En una de mis visitas a una librería, mientras repasaba la mesa de novedades y los destacados en las estanterías que había alrededor de esta, entró una chica que se acercó a la librera y le preguntó por un libro que había encargado. Era para un regalo y había pensado en comprarlo a través de internet, pero al ser ilustrado y no demasiado barato (aunque tampoco tenía un precio desorbitado), quería echarle un vistazo antes de comprarlo, sobre todo por ver si le gustaba, por no llevarse una decepción. La librera le dijo que lo entendía, que tenían el libro reservado, que se lo iba a buscar, y que en la sala de abajo había asientos donde podía hojear y leer el libro tranquilamente, el tiempo que quisiera, y que si tras verlo, no le gustaba y al final no se lo llevaba, que no pasaba nada, que sin ningún tipo de compromiso. La clienta le dio las gracias y al cabo de unos minutos, la librera volvió con el ejemplar que le había reservado. La chica no disponía de mucho tiempo y prefirió hojearlo allí mismo, cerca de la caja. Apenas cinco minutos después, la librera lo envolvía en papel de regalo.
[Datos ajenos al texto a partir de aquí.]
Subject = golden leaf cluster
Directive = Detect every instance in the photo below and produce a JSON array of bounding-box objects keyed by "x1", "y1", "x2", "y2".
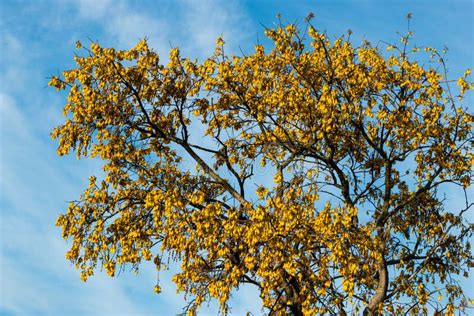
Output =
[{"x1": 50, "y1": 21, "x2": 473, "y2": 315}]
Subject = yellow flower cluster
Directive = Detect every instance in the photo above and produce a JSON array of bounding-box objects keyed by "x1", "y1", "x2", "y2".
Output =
[{"x1": 50, "y1": 22, "x2": 472, "y2": 315}]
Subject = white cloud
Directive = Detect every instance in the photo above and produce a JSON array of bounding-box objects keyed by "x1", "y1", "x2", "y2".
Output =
[
  {"x1": 0, "y1": 33, "x2": 31, "y2": 95},
  {"x1": 73, "y1": 0, "x2": 170, "y2": 50},
  {"x1": 77, "y1": 0, "x2": 113, "y2": 20},
  {"x1": 0, "y1": 2, "x2": 264, "y2": 315},
  {"x1": 72, "y1": 0, "x2": 252, "y2": 57},
  {"x1": 180, "y1": 0, "x2": 253, "y2": 57},
  {"x1": 1, "y1": 33, "x2": 22, "y2": 58},
  {"x1": 0, "y1": 92, "x2": 164, "y2": 315},
  {"x1": 106, "y1": 10, "x2": 169, "y2": 49},
  {"x1": 3, "y1": 1, "x2": 472, "y2": 314},
  {"x1": 0, "y1": 92, "x2": 28, "y2": 140}
]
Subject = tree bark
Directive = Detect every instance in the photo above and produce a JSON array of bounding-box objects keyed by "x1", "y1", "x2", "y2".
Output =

Cualquier lector que se precie, se habrá visto en alguna situación con ciertas similitudes. En este caso el libro era una edición especial con ilustraciones y una serie de características nada habituales, pero con frecuencia puede ser una obra disponible en varias ediciones y se quiere comprobar cómo son cada una de ellas, ver si tiene ilustraciones, comprobar la textura del papel, el tamaño de las letras (para los que somos algo cegatos, esto es algo de mucha, muchísima importancia), la maquetación, la portada, si tiene anotaciones, prólogos, epílogos, fotografías o cualquier otro mejunje que pueda dar a la obra, más allá de su valor literario (algo esencial), una textura que le añada valor dentro de nuestras vidas, es decir: que ese libro pueda convertirse en una pieza de nuestra biblioteca, sin pensamiento de que algún día deba dejar de estar allí. Un libro al que tras la lectura, miramos con cariño, con esa ternura de las incontables e irrepetibles horas que pasamos mientras lo leíamos, una obra que a veces cogemos del estante, hojeamos y releemos algún extracto subrayado, alguna página, o tal vez algún capítulo.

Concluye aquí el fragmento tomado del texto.